After a day of epic rains in Pennsylvania and New Jersey and tornado warnings in Pennsylvania, New Jersey, and New York, it appears yet another round of bad weather will strike: flooding rains and severe thunderstorms with damaging wind gusts, large hail, and isolated tornadoes are returning today to portions of the northeast. With more severe weather arriving, the National Weather Service has issued a Severe Thunderstorm Watch in effect through 11pm tonight for western upstate New York and much of Pennsylvania; additional watches and warnings could be issued later today.
In addition to heavy rain and severe storms, another day of dangerously hot weather is expected. In the urban corridor around the Philadelphia metro area and the eastern shores of Maryland, the National Weather Service has raised a Heat Advisory there through 8 pm tonight with heat index values up to 102 expected. The combination of high temperatures and high humidity levels may cause heat illnesses to occur. The National Weather Service advises, “Drink plenty of fluids, stay in an air-conditioned room, stay out of the sun, and check up on relatives and neighbors. Young children and pets should never be left unattended in vehicles under any circumstances.”

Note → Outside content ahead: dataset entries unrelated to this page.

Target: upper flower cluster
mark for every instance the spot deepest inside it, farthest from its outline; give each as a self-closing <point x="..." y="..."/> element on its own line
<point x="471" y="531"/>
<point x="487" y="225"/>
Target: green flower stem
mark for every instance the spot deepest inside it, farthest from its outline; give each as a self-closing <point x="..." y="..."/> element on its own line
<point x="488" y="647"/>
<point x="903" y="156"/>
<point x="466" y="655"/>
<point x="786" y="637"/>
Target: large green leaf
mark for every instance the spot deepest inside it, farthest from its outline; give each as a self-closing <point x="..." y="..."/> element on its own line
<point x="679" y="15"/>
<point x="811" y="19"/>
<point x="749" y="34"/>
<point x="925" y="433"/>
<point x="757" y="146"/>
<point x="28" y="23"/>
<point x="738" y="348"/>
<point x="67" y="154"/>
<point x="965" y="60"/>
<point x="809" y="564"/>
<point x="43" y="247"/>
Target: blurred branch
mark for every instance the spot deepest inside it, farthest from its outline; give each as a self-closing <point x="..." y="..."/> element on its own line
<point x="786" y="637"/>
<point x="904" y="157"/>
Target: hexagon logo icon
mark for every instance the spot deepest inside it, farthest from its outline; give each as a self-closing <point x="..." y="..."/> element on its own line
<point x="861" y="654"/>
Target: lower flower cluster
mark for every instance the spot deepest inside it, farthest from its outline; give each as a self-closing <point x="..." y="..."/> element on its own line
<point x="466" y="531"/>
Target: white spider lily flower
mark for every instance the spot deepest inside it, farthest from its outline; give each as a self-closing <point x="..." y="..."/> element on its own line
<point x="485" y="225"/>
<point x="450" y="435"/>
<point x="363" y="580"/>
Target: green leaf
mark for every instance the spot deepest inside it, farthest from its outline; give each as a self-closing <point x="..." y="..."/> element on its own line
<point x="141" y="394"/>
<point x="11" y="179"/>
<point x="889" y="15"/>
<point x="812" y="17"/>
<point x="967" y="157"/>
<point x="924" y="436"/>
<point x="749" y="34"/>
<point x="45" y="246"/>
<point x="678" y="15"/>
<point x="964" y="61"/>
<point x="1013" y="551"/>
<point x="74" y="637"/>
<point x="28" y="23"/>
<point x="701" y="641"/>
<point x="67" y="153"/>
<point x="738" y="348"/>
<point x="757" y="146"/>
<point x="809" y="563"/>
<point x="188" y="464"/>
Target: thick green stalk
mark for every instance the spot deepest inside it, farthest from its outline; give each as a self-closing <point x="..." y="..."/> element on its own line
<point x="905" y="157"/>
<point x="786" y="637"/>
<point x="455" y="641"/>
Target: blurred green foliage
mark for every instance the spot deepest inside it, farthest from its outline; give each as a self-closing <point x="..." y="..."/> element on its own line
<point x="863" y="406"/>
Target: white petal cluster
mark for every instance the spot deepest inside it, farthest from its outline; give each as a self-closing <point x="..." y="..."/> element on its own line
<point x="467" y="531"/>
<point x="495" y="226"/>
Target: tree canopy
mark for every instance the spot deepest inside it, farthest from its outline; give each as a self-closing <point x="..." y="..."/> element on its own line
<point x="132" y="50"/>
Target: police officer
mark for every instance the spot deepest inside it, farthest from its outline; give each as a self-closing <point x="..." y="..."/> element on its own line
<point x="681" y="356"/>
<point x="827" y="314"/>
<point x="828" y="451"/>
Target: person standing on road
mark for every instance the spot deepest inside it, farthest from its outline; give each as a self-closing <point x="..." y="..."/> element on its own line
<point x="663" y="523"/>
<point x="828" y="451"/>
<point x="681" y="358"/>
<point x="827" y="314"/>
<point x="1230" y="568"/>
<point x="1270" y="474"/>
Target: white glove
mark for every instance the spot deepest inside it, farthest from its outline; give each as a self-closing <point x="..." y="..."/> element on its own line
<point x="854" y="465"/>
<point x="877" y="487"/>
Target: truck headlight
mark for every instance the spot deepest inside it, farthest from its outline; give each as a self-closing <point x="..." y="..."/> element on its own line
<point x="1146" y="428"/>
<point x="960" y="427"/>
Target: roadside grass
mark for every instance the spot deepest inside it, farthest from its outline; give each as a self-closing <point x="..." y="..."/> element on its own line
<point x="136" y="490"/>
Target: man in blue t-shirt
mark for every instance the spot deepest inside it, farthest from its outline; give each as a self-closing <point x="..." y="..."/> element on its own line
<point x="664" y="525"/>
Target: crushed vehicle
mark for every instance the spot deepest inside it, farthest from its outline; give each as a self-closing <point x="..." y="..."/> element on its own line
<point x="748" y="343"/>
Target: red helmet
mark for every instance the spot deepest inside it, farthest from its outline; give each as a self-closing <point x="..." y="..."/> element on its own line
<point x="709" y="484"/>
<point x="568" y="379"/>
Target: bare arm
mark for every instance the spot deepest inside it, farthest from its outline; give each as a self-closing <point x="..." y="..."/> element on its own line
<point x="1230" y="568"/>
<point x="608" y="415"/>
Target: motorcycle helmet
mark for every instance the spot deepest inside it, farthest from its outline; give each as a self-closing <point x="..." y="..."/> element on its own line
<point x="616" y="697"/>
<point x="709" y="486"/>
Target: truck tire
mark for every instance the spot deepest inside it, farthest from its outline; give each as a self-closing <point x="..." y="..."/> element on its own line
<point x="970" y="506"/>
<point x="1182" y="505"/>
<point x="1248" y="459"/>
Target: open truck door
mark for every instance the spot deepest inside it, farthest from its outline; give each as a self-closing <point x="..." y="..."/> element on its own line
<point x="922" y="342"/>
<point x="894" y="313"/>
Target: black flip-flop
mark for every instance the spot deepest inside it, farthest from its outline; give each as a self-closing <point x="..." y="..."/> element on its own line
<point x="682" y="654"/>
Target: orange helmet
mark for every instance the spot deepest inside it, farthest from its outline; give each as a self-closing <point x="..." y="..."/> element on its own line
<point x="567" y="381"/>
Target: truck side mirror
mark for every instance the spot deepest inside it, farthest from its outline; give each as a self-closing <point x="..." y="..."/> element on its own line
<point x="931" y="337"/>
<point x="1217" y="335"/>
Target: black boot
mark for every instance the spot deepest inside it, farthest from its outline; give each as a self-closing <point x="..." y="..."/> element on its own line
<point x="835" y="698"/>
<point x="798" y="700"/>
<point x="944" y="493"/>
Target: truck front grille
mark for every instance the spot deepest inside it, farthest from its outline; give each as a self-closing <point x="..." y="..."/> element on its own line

Portions of New Jersey and Pennsylvania saw 6-10″ of rain within a 3-4 hour period yesterday, creating epic flooding that prompted water rescues around Bensalem, Croydon, Bristol, and Florence. The National Weather Service says the storm is estimated to be a 100 year flood event. Unfortunately, new pop-up storms and showers could form here later today, creating additional headaches for those cleaning up from yesterday’s floods.
Today, a warm front extends through eastern New York into Ontario, while a cold front stretches from a surface low near Lake Michigan southward through eastern Illinois. The most unstable portion of the warm sector is expected to evolve from Pennsylvania through western and central New York where ample boundary layer heating is already occurring within a boundary layer characterized by exceptionally high dewpoints. This environment will support both multicells and possibly some supercell structures, evolving into storm lines and clusters with time as convection develops in the weakly capped warm sector. Isolated damaging wind and some hail will be the main threats in the northeast, according to the National Weather Service; they also say a tornado or two are also possible, especially with storms interacting with warm front in portions of Pennsylvania and New York.